19.  Kays b. Sâbit                                     

20. Habîb b. Büdeyl b. Verakâ

10 küsur kişi ayağa kalktı. Bunların içerisinde (ayrıca) şu da vardı:

21. Yezîd yada Zeyd b. Şurahbîl el-Ensârî

(Derim ki:) Bu hadis, şu yollardan da gelmiştir:

22. Berâ b. Âzib                                       

23. Ebu Tufeyl     

24. Huzeyfe b.
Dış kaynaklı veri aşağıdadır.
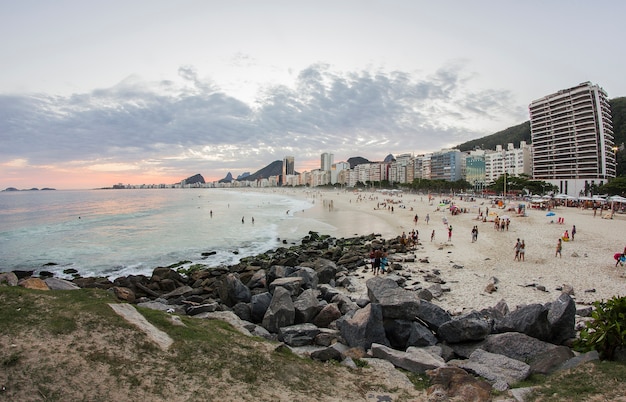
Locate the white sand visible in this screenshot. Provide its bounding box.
[286,189,626,313]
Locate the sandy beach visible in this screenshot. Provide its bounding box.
[284,189,626,314]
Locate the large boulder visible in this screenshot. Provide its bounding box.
[448,349,530,391]
[313,303,342,328]
[246,269,267,289]
[496,304,550,341]
[217,274,252,307]
[337,303,390,350]
[270,277,304,296]
[548,293,576,345]
[437,316,491,343]
[383,319,437,350]
[426,367,492,402]
[289,267,319,289]
[278,323,320,347]
[266,265,296,285]
[293,289,322,324]
[18,277,50,290]
[372,343,446,373]
[250,292,272,323]
[479,332,557,362]
[302,258,337,284]
[261,287,296,333]
[0,272,19,286]
[44,278,80,290]
[365,276,420,321]
[417,300,452,332]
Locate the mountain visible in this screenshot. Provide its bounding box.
[241,161,283,181]
[347,156,372,169]
[185,173,204,184]
[456,97,626,153]
[456,121,530,151]
[218,172,233,183]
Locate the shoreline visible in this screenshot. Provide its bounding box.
[272,189,626,314]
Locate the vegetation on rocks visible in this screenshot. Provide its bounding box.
[575,297,626,360]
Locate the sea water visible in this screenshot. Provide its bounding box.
[0,189,332,279]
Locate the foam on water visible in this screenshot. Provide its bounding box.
[0,189,328,278]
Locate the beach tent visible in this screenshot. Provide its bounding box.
[607,195,626,203]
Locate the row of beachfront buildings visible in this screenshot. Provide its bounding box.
[183,82,617,196]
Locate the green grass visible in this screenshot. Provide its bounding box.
[517,361,626,402]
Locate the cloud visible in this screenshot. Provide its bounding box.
[0,63,526,184]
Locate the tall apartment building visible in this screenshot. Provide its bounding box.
[430,149,464,181]
[529,82,615,196]
[281,156,296,186]
[484,141,532,183]
[320,152,335,172]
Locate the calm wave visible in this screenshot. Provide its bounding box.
[0,189,330,278]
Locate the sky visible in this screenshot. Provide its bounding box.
[0,0,626,190]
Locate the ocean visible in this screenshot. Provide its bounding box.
[0,189,333,279]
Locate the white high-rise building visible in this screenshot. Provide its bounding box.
[320,152,334,172]
[529,82,615,196]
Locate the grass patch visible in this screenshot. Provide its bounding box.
[527,361,626,402]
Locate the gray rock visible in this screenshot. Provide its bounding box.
[372,343,446,373]
[366,276,420,321]
[0,272,18,286]
[137,300,172,311]
[278,323,320,346]
[496,304,550,341]
[331,294,359,314]
[426,367,492,402]
[313,328,341,346]
[270,277,304,296]
[437,317,491,343]
[250,292,272,323]
[337,303,389,350]
[302,258,337,284]
[293,288,322,324]
[194,311,252,336]
[161,285,193,299]
[417,300,452,332]
[479,332,557,362]
[246,269,267,289]
[559,350,600,370]
[262,286,296,333]
[527,346,574,375]
[217,274,252,307]
[43,278,80,290]
[448,349,530,390]
[383,319,437,350]
[289,267,319,289]
[186,302,219,316]
[548,293,576,345]
[313,303,342,328]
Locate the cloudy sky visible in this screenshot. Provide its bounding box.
[0,0,626,189]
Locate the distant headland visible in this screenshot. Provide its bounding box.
[2,187,56,191]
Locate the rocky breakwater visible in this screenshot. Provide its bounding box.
[3,233,597,400]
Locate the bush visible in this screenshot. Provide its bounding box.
[574,297,626,360]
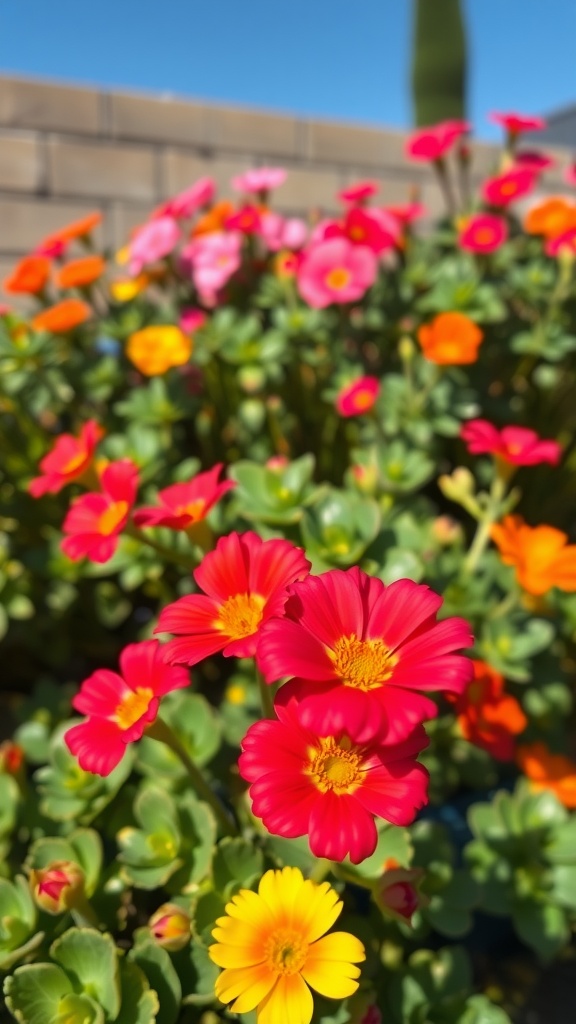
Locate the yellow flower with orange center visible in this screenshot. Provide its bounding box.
[517,743,576,808]
[208,867,366,1024]
[126,325,193,377]
[490,515,576,596]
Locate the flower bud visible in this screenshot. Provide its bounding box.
[373,867,428,924]
[438,466,476,504]
[30,860,84,914]
[148,903,191,953]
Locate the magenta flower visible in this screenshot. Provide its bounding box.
[64,640,190,775]
[488,113,546,138]
[153,178,216,220]
[232,167,288,195]
[133,462,236,529]
[460,420,562,466]
[406,121,470,162]
[296,239,377,309]
[129,217,180,276]
[60,459,138,563]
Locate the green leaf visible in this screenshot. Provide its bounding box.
[128,939,182,1024]
[50,928,120,1020]
[4,964,72,1024]
[212,838,263,899]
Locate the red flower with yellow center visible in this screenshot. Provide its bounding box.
[238,687,428,864]
[155,531,310,665]
[28,420,104,498]
[257,568,472,743]
[60,459,138,562]
[64,640,190,775]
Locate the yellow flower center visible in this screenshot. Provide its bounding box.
[264,928,308,975]
[115,686,154,729]
[306,736,363,796]
[328,633,398,690]
[98,502,128,537]
[326,266,349,292]
[214,594,266,640]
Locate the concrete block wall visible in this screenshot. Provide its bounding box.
[0,70,568,299]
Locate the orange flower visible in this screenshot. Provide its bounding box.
[418,312,484,366]
[38,211,102,250]
[524,196,576,239]
[3,254,50,295]
[192,199,234,238]
[126,325,193,377]
[517,743,576,808]
[447,659,528,761]
[56,256,106,288]
[490,515,576,596]
[31,299,92,334]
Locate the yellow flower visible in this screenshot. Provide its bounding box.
[208,867,366,1024]
[126,326,193,377]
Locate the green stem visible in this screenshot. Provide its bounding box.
[146,718,237,836]
[462,474,506,575]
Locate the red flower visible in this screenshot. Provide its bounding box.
[60,459,138,562]
[133,462,236,529]
[447,660,528,761]
[257,567,472,742]
[482,167,536,206]
[155,531,310,665]
[338,181,380,206]
[406,121,470,161]
[460,420,562,466]
[64,640,190,775]
[488,114,546,138]
[458,213,508,253]
[28,420,104,498]
[238,687,428,864]
[336,377,380,417]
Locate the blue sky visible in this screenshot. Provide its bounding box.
[0,0,576,138]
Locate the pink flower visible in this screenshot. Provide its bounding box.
[64,640,190,775]
[338,181,380,206]
[256,567,474,743]
[152,178,216,220]
[515,150,556,173]
[232,167,288,195]
[224,205,261,234]
[406,121,470,161]
[545,227,576,256]
[336,377,380,416]
[488,113,546,137]
[129,217,180,278]
[155,531,310,665]
[133,462,236,529]
[182,231,242,293]
[60,459,138,562]
[296,239,377,309]
[178,306,208,334]
[238,688,428,864]
[458,213,508,253]
[28,420,104,498]
[482,167,536,206]
[460,420,562,466]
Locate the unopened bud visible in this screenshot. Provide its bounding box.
[30,860,84,914]
[438,466,476,504]
[373,867,428,924]
[148,903,191,953]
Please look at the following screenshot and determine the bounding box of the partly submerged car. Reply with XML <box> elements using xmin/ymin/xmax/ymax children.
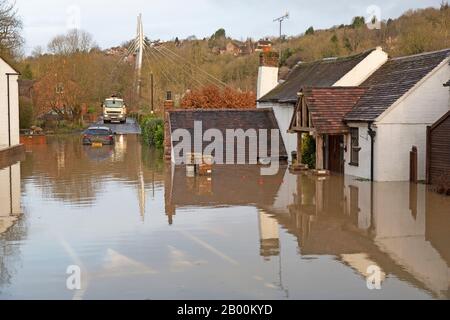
<box><xmin>83</xmin><ymin>127</ymin><xmax>115</xmax><ymax>147</ymax></box>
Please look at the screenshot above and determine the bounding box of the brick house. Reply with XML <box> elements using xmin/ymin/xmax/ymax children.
<box><xmin>257</xmin><ymin>48</ymin><xmax>388</xmax><ymax>161</ymax></box>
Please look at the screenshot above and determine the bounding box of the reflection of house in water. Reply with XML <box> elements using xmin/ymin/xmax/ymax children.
<box><xmin>259</xmin><ymin>210</ymin><xmax>280</xmax><ymax>259</ymax></box>
<box><xmin>0</xmin><ymin>163</ymin><xmax>22</xmax><ymax>235</ymax></box>
<box><xmin>166</xmin><ymin>167</ymin><xmax>450</xmax><ymax>298</ymax></box>
<box><xmin>276</xmin><ymin>175</ymin><xmax>450</xmax><ymax>297</ymax></box>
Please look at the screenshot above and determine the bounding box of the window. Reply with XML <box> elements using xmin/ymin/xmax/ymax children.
<box><xmin>350</xmin><ymin>128</ymin><xmax>361</xmax><ymax>166</ymax></box>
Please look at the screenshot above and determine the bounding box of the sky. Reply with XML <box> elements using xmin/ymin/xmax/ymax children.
<box><xmin>16</xmin><ymin>0</ymin><xmax>441</xmax><ymax>53</ymax></box>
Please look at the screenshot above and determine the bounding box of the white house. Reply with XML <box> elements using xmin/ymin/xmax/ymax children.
<box><xmin>257</xmin><ymin>47</ymin><xmax>388</xmax><ymax>161</ymax></box>
<box><xmin>344</xmin><ymin>49</ymin><xmax>450</xmax><ymax>181</ymax></box>
<box><xmin>0</xmin><ymin>58</ymin><xmax>20</xmax><ymax>150</ymax></box>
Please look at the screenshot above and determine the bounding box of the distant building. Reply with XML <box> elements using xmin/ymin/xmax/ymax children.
<box><xmin>255</xmin><ymin>40</ymin><xmax>272</xmax><ymax>52</ymax></box>
<box><xmin>226</xmin><ymin>41</ymin><xmax>242</xmax><ymax>56</ymax></box>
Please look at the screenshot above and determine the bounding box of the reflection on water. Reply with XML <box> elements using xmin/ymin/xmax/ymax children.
<box><xmin>0</xmin><ymin>136</ymin><xmax>450</xmax><ymax>299</ymax></box>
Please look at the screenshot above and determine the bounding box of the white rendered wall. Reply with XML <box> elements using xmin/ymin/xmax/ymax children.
<box><xmin>0</xmin><ymin>59</ymin><xmax>20</xmax><ymax>147</ymax></box>
<box><xmin>333</xmin><ymin>47</ymin><xmax>389</xmax><ymax>87</ymax></box>
<box><xmin>344</xmin><ymin>123</ymin><xmax>377</xmax><ymax>179</ymax></box>
<box><xmin>258</xmin><ymin>103</ymin><xmax>297</xmax><ymax>161</ymax></box>
<box><xmin>256</xmin><ymin>66</ymin><xmax>278</xmax><ymax>100</ymax></box>
<box><xmin>375</xmin><ymin>61</ymin><xmax>450</xmax><ymax>181</ymax></box>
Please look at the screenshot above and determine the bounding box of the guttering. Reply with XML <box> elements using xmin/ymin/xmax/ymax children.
<box><xmin>5</xmin><ymin>72</ymin><xmax>20</xmax><ymax>147</ymax></box>
<box><xmin>367</xmin><ymin>121</ymin><xmax>377</xmax><ymax>181</ymax></box>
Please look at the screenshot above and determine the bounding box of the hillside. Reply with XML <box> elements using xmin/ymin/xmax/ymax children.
<box><xmin>18</xmin><ymin>4</ymin><xmax>450</xmax><ymax>117</ymax></box>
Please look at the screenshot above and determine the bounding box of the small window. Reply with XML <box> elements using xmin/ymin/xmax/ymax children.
<box><xmin>350</xmin><ymin>128</ymin><xmax>361</xmax><ymax>166</ymax></box>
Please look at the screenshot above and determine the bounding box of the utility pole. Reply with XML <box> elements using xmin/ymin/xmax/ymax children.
<box><xmin>150</xmin><ymin>72</ymin><xmax>155</xmax><ymax>114</ymax></box>
<box><xmin>135</xmin><ymin>14</ymin><xmax>144</xmax><ymax>99</ymax></box>
<box><xmin>273</xmin><ymin>12</ymin><xmax>289</xmax><ymax>59</ymax></box>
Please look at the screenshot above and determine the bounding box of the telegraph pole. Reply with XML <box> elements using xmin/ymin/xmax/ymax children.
<box><xmin>150</xmin><ymin>72</ymin><xmax>155</xmax><ymax>114</ymax></box>
<box><xmin>135</xmin><ymin>14</ymin><xmax>144</xmax><ymax>98</ymax></box>
<box><xmin>273</xmin><ymin>12</ymin><xmax>289</xmax><ymax>59</ymax></box>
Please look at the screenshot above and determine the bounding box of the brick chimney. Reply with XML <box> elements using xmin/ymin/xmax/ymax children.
<box><xmin>164</xmin><ymin>91</ymin><xmax>175</xmax><ymax>161</ymax></box>
<box><xmin>256</xmin><ymin>51</ymin><xmax>279</xmax><ymax>100</ymax></box>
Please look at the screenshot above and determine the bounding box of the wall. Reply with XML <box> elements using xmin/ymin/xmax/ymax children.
<box><xmin>334</xmin><ymin>47</ymin><xmax>389</xmax><ymax>87</ymax></box>
<box><xmin>258</xmin><ymin>103</ymin><xmax>297</xmax><ymax>161</ymax></box>
<box><xmin>0</xmin><ymin>163</ymin><xmax>21</xmax><ymax>233</ymax></box>
<box><xmin>256</xmin><ymin>66</ymin><xmax>278</xmax><ymax>100</ymax></box>
<box><xmin>375</xmin><ymin>61</ymin><xmax>450</xmax><ymax>181</ymax></box>
<box><xmin>344</xmin><ymin>123</ymin><xmax>377</xmax><ymax>179</ymax></box>
<box><xmin>428</xmin><ymin>114</ymin><xmax>450</xmax><ymax>188</ymax></box>
<box><xmin>0</xmin><ymin>59</ymin><xmax>19</xmax><ymax>146</ymax></box>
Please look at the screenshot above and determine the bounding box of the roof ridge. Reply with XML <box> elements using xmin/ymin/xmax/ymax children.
<box><xmin>292</xmin><ymin>47</ymin><xmax>377</xmax><ymax>70</ymax></box>
<box><xmin>389</xmin><ymin>48</ymin><xmax>450</xmax><ymax>61</ymax></box>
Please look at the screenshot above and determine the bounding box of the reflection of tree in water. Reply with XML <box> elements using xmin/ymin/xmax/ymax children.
<box><xmin>0</xmin><ymin>216</ymin><xmax>27</xmax><ymax>294</ymax></box>
<box><xmin>22</xmin><ymin>135</ymin><xmax>163</xmax><ymax>206</ymax></box>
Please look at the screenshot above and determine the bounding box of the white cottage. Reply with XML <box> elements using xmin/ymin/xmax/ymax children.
<box><xmin>0</xmin><ymin>58</ymin><xmax>20</xmax><ymax>150</ymax></box>
<box><xmin>257</xmin><ymin>47</ymin><xmax>388</xmax><ymax>161</ymax></box>
<box><xmin>344</xmin><ymin>49</ymin><xmax>450</xmax><ymax>181</ymax></box>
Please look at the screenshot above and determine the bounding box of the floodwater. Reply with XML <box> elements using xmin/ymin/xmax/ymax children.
<box><xmin>0</xmin><ymin>136</ymin><xmax>450</xmax><ymax>299</ymax></box>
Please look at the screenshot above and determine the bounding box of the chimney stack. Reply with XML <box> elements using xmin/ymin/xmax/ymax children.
<box><xmin>256</xmin><ymin>51</ymin><xmax>279</xmax><ymax>100</ymax></box>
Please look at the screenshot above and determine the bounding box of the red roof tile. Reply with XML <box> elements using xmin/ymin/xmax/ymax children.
<box><xmin>303</xmin><ymin>87</ymin><xmax>367</xmax><ymax>134</ymax></box>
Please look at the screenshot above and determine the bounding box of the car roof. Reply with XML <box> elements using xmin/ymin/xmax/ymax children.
<box><xmin>87</xmin><ymin>127</ymin><xmax>111</xmax><ymax>131</ymax></box>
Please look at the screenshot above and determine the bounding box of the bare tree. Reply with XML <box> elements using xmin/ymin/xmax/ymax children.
<box><xmin>48</xmin><ymin>29</ymin><xmax>97</xmax><ymax>55</ymax></box>
<box><xmin>0</xmin><ymin>0</ymin><xmax>24</xmax><ymax>54</ymax></box>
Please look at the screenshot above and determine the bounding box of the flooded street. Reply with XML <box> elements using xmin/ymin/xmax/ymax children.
<box><xmin>0</xmin><ymin>136</ymin><xmax>450</xmax><ymax>300</ymax></box>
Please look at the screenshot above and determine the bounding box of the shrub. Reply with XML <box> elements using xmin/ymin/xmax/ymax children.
<box><xmin>140</xmin><ymin>116</ymin><xmax>164</xmax><ymax>149</ymax></box>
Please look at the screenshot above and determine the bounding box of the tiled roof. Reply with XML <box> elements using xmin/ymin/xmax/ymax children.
<box><xmin>169</xmin><ymin>109</ymin><xmax>287</xmax><ymax>160</ymax></box>
<box><xmin>259</xmin><ymin>49</ymin><xmax>375</xmax><ymax>103</ymax></box>
<box><xmin>345</xmin><ymin>49</ymin><xmax>450</xmax><ymax>121</ymax></box>
<box><xmin>303</xmin><ymin>87</ymin><xmax>367</xmax><ymax>134</ymax></box>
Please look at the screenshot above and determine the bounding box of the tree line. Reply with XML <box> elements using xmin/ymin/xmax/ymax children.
<box><xmin>0</xmin><ymin>0</ymin><xmax>450</xmax><ymax>129</ymax></box>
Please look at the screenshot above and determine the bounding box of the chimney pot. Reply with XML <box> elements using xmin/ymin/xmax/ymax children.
<box><xmin>259</xmin><ymin>51</ymin><xmax>279</xmax><ymax>68</ymax></box>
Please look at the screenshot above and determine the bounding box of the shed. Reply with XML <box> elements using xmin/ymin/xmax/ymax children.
<box><xmin>168</xmin><ymin>109</ymin><xmax>287</xmax><ymax>164</ymax></box>
<box><xmin>427</xmin><ymin>111</ymin><xmax>450</xmax><ymax>189</ymax></box>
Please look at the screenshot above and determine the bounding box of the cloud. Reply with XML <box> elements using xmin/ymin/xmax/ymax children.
<box><xmin>17</xmin><ymin>0</ymin><xmax>441</xmax><ymax>52</ymax></box>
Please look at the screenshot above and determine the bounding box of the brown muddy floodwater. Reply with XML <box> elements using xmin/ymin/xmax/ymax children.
<box><xmin>0</xmin><ymin>136</ymin><xmax>450</xmax><ymax>299</ymax></box>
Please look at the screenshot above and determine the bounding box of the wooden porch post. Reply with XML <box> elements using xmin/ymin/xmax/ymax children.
<box><xmin>316</xmin><ymin>134</ymin><xmax>323</xmax><ymax>170</ymax></box>
<box><xmin>297</xmin><ymin>132</ymin><xmax>303</xmax><ymax>165</ymax></box>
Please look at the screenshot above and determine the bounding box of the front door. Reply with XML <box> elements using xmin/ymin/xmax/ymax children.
<box><xmin>328</xmin><ymin>135</ymin><xmax>344</xmax><ymax>174</ymax></box>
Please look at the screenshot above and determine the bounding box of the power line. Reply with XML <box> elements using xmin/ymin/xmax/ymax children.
<box><xmin>161</xmin><ymin>46</ymin><xmax>228</xmax><ymax>87</ymax></box>
<box><xmin>150</xmin><ymin>47</ymin><xmax>209</xmax><ymax>86</ymax></box>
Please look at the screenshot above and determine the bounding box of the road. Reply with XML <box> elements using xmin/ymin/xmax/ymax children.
<box><xmin>93</xmin><ymin>118</ymin><xmax>141</xmax><ymax>134</ymax></box>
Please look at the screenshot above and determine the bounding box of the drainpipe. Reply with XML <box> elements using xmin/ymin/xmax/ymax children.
<box><xmin>6</xmin><ymin>73</ymin><xmax>20</xmax><ymax>147</ymax></box>
<box><xmin>367</xmin><ymin>122</ymin><xmax>377</xmax><ymax>181</ymax></box>
<box><xmin>367</xmin><ymin>122</ymin><xmax>377</xmax><ymax>231</ymax></box>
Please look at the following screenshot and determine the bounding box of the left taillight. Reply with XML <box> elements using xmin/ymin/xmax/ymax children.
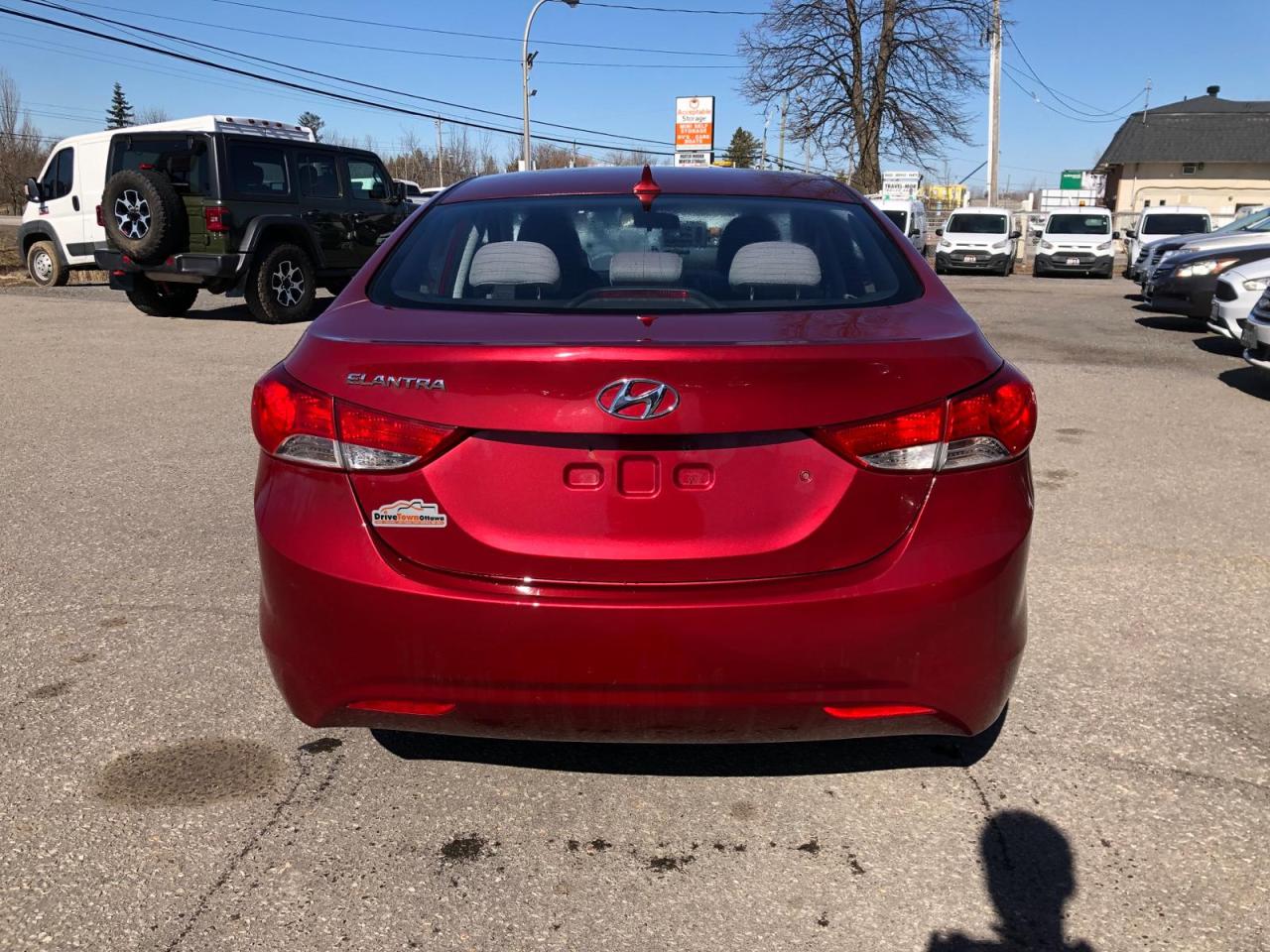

Useyd el-Gıfârî

25. Câbir

İmam Ahmed (ö. 241/855)’in bir rivayetinde; bu hadisi, Hz. Peygamber (s.a.v)’den 30 sahabi işitmiştir.

Hz. Ali’nin hilafeti günlerinde kargaşalık çıktığında insanlar bu hadis sebebiyle Hz. Ali’nin safına katıldılar.

Münâvî (ö. 1031/1622) “Teysîr”de Suyûtî’den ve “Mevâhibu’l-Ledûniy-ye” şarihinden naklen bu hadisin mütevatir olduğunu belirtmiştir.

Yine Münâvî, “Safvet”de der ki: “Hafız İbn Hacer dedi ki: ‘﴿ مَنْ كُنْتَ مَوْلاَهُ فَعَلِيٌّ مَوْلاَهُ ﴾ “Ben kimin dostu isem, Ali’de, onun dostudur” hadisini, Tirmizî ile Nesâî rivayet etmiştir. Bu hadisin geliş yolları, gerçekten çoktur.’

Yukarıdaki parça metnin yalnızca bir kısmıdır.